A machine learning model can be defined as an output of a rigorous training process and presented as the mathematical representation of a real-world process. A machine learning model is one that is trained to recognize and detect certain patterns present in a dataset. The created model is trained over a set of data, providing it with an algorithm that it can use to reason over and learn from the provided data. Once the model is properly trained, it can be used to reason over data that the model has not seen before and make predictions about that data. Suppose you want to build an application that can recognize a user’s emotions based on their facial expressions. In that case, a model can be easily trained by providing it with images of faces that are each tagged with a certain kind of emotion. Then that trained model can be included in an application that can recognize any user’s emotion. Every machine learning model is categorized in two ways, either supervised or unsupervised. A supervised model can then be further sub-categorized as either a regression or classification model.
The machine learning algorithms help in finding the pattern in a training dataset, which is then used to approximate the target function. In addition, algorithms are responsible for mapping the inputs to the outputs from the available dataset or the dataset being processed. In terms of machine learning, an algorithm can be defined as a run on data to create a machine learning model. Early stages of machine learning, also known as ML for short, saw experiments that only involved theories of computers recognizing patterns from data and learning from them. Today, after building and advancements from those foundational experiments, machine learning is becoming more complex. While machine learning algorithms have been around for a long time, the ability and possibilities to apply them to complex big data applications have been changing more rapidly and effectively with recent developments. Putting them in an application perspective while maintaining a degree of sophistication can set an organization way ahead of its competitors.

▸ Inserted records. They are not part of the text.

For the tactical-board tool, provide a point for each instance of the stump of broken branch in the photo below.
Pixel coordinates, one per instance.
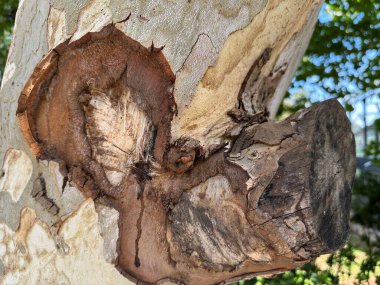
(273, 198)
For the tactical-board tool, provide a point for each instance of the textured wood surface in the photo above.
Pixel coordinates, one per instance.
(138, 122)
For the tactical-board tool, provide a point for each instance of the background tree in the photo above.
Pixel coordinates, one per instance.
(342, 60)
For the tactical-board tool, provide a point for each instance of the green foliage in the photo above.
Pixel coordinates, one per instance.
(373, 151)
(343, 56)
(343, 60)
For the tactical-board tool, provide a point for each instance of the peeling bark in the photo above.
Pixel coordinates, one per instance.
(192, 181)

Machine learning algorithms also possess the ability to perform pattern recognition where the algorithms learn from data or are fit on a dataset. Many machine learning algorithms have been developed like algorithms for classification, such as k-nearest neighbors or algorithms for regression, such as linear regression or clustering just like k-means. Machine learning algorithms can be described and defined in a model using math and pseudocode. The efficiency and accuracy of both the algorithm and the model can also be analyzed and calculated. Machine learning algorithms can be implemented with any one of a range of modern programming languages such as Python or R. These languages provide a wide range of libraries that can be used to create complex and layered algorithms that the practitioners can use on their projects being developed.
What Is PaDELPy?
PaDELPy is an open-source library that provides a Python wrapper for the PaDEL-Descriptor and a molecular descriptor calculation software. The descriptor can be defined as a mathematical logic that describes the properties of a molecule based on the correlation between the structure of the compound and its biological activity. The PaDEL-Descriptor can be used to work on scientific data to help calculate the molecular fingerprint of specific molecules used to build scientific machine learning models. The PaDEL-Descriptor is a java software that requires running a java file first to help execute and create scientific models. But using the PaDELPy library makes it easier to calculate molecular fingerprints using Python. There is no need to run the jar file, hence reducing the lengthy installation process and aiding quick implementation.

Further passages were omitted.